We are currently migrating from an older azure GO SDK to the latest one. The one that we experiment with is as below:

github.com/Azure/azure-sdk-for-go/sdk/azcore v1.5.0
github.com/Azure/azure-sdk-for-go/sdk/azidentity v1.2.2
github.com/Azure/azure-sdk-for-go/sdk/resourcemanager/compute/armcompute/v4 v4.2.1
github.com/Azure/azure-sdk-for-go/sdk/resourcemanager/network/armnetwork/v2 v2.2.1

In the older SDK, NIC, disk had to be created separately and then you could reference these resources in compute.VirtualMachine when attempting to create a VM. We have seen problems where if the NIC creation fails then we have to delete all resources created so far since creation of all these resources needs to be created atomically (all or none) in our case otherwise there will be orphaned/dangling resources left behind for which another actor (orphan collector) needs to be introduced (not to mention we will have to also keep track of all the resources that are now orphaned and needs collection/deletion).

The other issue is that the deletion of these resources could also fail and that leaves us no choice w.r.t handling orphaned resources. Not to mention there are already existing issues where there is delay in distributed cache refresh which results in GET calls returning incorrect/stale results (TrackingID#2212190050001399). Given all the current issues the handling of all edge cases due to unreliable API behavior (as observed through a SDK client) makes the code more complex and brittle.

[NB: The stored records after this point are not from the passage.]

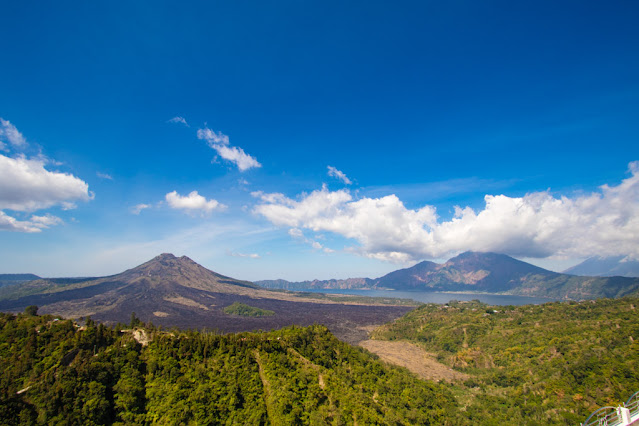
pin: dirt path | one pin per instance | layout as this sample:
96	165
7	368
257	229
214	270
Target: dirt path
413	358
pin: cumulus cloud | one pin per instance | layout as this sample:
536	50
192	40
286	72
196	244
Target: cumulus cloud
104	176
179	119
248	255
220	143
137	209
333	172
193	202
35	224
298	234
537	225
9	133
26	185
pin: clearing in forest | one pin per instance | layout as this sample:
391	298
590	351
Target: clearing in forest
413	358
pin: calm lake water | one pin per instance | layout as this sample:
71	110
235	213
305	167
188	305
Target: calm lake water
439	297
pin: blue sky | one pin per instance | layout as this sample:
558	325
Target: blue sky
322	139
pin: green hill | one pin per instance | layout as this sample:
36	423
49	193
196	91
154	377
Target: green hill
55	372
548	364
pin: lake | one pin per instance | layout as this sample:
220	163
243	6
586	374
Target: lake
441	297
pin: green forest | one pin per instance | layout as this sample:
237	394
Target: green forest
57	371
244	310
536	364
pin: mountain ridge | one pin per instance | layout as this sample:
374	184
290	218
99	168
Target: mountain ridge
491	273
175	291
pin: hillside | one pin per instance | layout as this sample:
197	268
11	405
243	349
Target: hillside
547	364
177	292
485	272
56	373
11	279
606	267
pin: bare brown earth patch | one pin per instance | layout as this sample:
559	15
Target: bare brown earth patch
413	358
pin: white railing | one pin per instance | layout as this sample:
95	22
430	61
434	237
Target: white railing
622	415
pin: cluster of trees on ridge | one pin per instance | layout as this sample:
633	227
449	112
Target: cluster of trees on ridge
55	371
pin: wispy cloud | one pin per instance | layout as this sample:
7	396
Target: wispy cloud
193	202
247	255
26	185
537	225
298	234
34	224
137	209
104	176
333	172
179	119
220	143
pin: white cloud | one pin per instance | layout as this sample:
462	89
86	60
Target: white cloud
104	176
211	137
139	207
537	225
220	143
35	224
179	119
193	202
46	221
9	133
25	185
8	223
333	172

What we need is a single API which a consumer can use to create NIC, Disks and VM with an ability to have cascade deletion option for each of these resources.

In the new API armcompute.VirtualMachine.VirtualMachineProperties has armcompute.NetworkProfile which in turn has []*VirtualMachineNetworkInterfaceConfiguration. Unfortunately this configuration is not as comprehensive as armnetwork.Interface which additionally provides Tags and a way to specify PrivateIPAllocationMethod along with other configuration properties.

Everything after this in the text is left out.